TRIT`s Crop Water Management pogramme leader Benjamin Mtaki looks at the pipe that irrigates tea through drip irrigation technology at a trial farm in Uwemba village, Njombe District. (Photo: Prosper Makene)
The Tea Research Institute of Tanzania (TRIT) will this year distribute drip irrigation technology to all tea growing areas in strategy aimed at increasing production of the crop.
Speaking in an exclusive interview with The Guardian over the phone from Mufindi yesterday, TRIT Crop Water Management programme leader Benjamin Mtaki said the drip irrigation technology will help the farmers reduce the cost of using water for irrigation and hence assist them to produce more tea. He said the ordinary technology uses a lot of water that cannot go directly to the root of the crop.

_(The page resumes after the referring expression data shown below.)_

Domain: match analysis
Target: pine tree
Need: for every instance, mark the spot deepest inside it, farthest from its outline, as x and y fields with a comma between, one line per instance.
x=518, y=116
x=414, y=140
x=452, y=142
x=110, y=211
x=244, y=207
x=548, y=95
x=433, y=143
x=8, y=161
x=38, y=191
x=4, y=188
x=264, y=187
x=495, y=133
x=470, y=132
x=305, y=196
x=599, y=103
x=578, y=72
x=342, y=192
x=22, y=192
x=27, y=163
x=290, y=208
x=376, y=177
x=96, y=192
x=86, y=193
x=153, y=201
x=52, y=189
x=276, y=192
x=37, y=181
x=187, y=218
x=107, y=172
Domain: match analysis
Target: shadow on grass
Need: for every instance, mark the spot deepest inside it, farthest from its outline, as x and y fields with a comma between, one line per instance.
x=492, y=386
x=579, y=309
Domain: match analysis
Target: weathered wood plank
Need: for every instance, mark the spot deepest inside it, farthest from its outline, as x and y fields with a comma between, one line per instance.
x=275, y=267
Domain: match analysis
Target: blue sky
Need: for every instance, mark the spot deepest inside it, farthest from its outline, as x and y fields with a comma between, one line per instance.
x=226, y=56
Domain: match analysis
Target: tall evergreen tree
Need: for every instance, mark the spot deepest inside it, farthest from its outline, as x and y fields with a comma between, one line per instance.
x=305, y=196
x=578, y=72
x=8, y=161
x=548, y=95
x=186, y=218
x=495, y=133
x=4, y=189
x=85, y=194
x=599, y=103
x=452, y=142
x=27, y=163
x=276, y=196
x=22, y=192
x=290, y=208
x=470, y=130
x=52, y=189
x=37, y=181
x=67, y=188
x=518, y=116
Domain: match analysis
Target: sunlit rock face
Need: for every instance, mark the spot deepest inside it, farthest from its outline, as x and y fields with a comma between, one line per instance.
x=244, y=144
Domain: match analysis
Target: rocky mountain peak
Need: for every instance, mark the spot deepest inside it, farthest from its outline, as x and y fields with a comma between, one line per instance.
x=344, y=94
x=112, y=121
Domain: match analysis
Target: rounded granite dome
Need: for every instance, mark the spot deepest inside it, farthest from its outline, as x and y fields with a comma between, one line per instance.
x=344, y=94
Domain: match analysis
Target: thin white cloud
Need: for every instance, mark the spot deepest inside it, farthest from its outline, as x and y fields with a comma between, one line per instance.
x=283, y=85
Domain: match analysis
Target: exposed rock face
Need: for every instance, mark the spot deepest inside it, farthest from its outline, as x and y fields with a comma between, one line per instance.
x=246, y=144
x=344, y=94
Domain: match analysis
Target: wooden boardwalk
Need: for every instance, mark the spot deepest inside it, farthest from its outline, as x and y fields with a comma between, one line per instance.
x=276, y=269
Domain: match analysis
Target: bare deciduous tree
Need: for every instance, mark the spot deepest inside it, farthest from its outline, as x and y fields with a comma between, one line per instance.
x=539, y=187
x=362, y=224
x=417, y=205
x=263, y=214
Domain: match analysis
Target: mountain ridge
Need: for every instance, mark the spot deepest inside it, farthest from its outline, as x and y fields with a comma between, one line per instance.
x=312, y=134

Mtaki said that drip irrigation is an efficient method of watering plants, drop by drop and the water flows through a special pipe to very small outlets called emitters, thus watering the soil around the plant roots – hence ‘drip irrigation’.
He also said that water is applied close to the plant so that the soil immediately surrounding the plant receives very limited volume.
Clarifying, he said that drip irrigation is more important to farmers because it is more targeted, intelligent application of water, fertiliser and chemicals that when used properly can provide great benefits.
“Tea drip irrigation enables farmers to have double production of green leaves as compared to the traditional sprinkler method that used before. It enables efficient utilisation of water to adapt to climate change and poor distribution of rainfall," he said.
He added: “One of the outcomes of drip irrigation is the successful trials at Uwemba village in Njombe District, where farmers used to produce about 2500kgs from one ha in a year, but now they produce about 3500 kgs per year from the same field. It’s a more successful technology that we have to be proud of.”
He also noted that TRIT’s drip irrigation has so far reached 10 villages in Rungwe District, Mbeya Region, three villages in Njombe Region, two villages in Muheza District, Tanga region and also two wards in Mufindi District in Iringa Region.
"The technology is also used to assist in the growing of agricultural crops, maintenance of landscapes and revegetation of disturbed soils in dry areas and during periods of inadequate rainfall. Additionally, irrigation also has a few other uses in crop production, which include protecting plants against frost, suppressing weed and helping in preventing soil consolidation," Mtaki said.
He pointed out that this year they will also establish more farmer field schools for drip irrigation so as to assist tea researchers to get valid information on the effects of climate change on tea crop.